Quando um rio corta, corta-se de vez
o discurso-rio de água que ele fazia;
cortado, a água se quebra em pedaços,
em poços de água, em água paralítica.
(João Cabral de Melo Neto, “Rios sem Discurso”, 1966)
Estamos habituados a detectar maior ou menor fluência na fala dos seres versados em idiomas estrangeiros. Contudo, por vezes esquecemos de que ser fluente no próprio vernáculo é tão ou mais importante que se expressar em outras línguas. Mas, afinal, o que é fluência discursiva? Será possível exercitá-la, com vistas a aprimorar a maneira como nos comunicamos com nossos colegas e alunos?
Os poetas e filósofos greco-latinos legaram uma metáfora que sugere poderosas analogias entre as palavras e as águas. Essa operação permitiria estabelecer correspondências entre o discurso (fluido) e o leito do rio. Nessa acepção, discursar corresponderia a discorrer, ou seja, falar bem implicaria deixar as palavras (es)correrem de forma abundante, mas organizada; em trajetória ora retilínea, ora curvilínea – conforme a matéria e as circunstâncias pedissem.
Outra imagem, igualmente conhecida, atribuía propriedades do mel ao discurso. Até pouco tempo, ainda era possível captar elogios sobre a fala “melíflua” de alguém, quer dizer, a palavra de um orador eficaz e eficiente conseguiria captar a benevolência de seus ouvintes: soar docemente facilitaria a sedução, o enredamento da audiência.
Os versos de João Cabral reforçam essa poderosa correspondência entre o fluir e refluir das águas e o ir e vir das palavras. Assim como um rio (se) corta, derivando dele porções menores (de água) que perdem sua mobilidade, um discurso que se fraciona ou fragmenta dificulta ao ouvinte perceber a inteireza do percurso – da nascente à foz – que, em potência, o discurso reproduziria.
Há que se recordar que a fluência de um professor não depende necessariamente de maciço investimento em recursos tecnológicos. A habilidade de soar de modo fluido envolve tomar consciência de que é possível evitar o acúmulo de marcas de hesitação, interrupção e repetição.
Obviamente, não se está a ignorar o fato de que a fala está sujeita a essas e outras características. Entretanto, de pouco adianta substituir a construção do raciocínio, que poderia ser demonstrado pela fala, recorrendo-se também a breves anotações na lousa, por textos projetados (e relidos) sobre a parede.

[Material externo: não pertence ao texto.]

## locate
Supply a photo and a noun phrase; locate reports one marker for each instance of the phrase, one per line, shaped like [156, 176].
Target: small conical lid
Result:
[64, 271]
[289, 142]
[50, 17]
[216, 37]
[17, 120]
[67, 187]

Acresce que a quase totalidade de nossos alunos está imersa em conteúdos digitais, transmitidos dia e noite pelas telas de celular, computador, monitor e televisão. Parece-me razoável supor que a sala de aula seria o ambiente mais adequado para problematizarmos a visão unidimensional do mundo, quando nossa percepção das coisas parece estar compulsoriamente mediada por telas e dispositivos eletrônicos.
Se desejamos ser menos dispersos e mais fluentes, comecemos por acionar mais vezes o modo on/off e procuremos incrementar o discurso com movimentos ora suaves, ora agitados; ora profusos, ora econômicos, feito rio.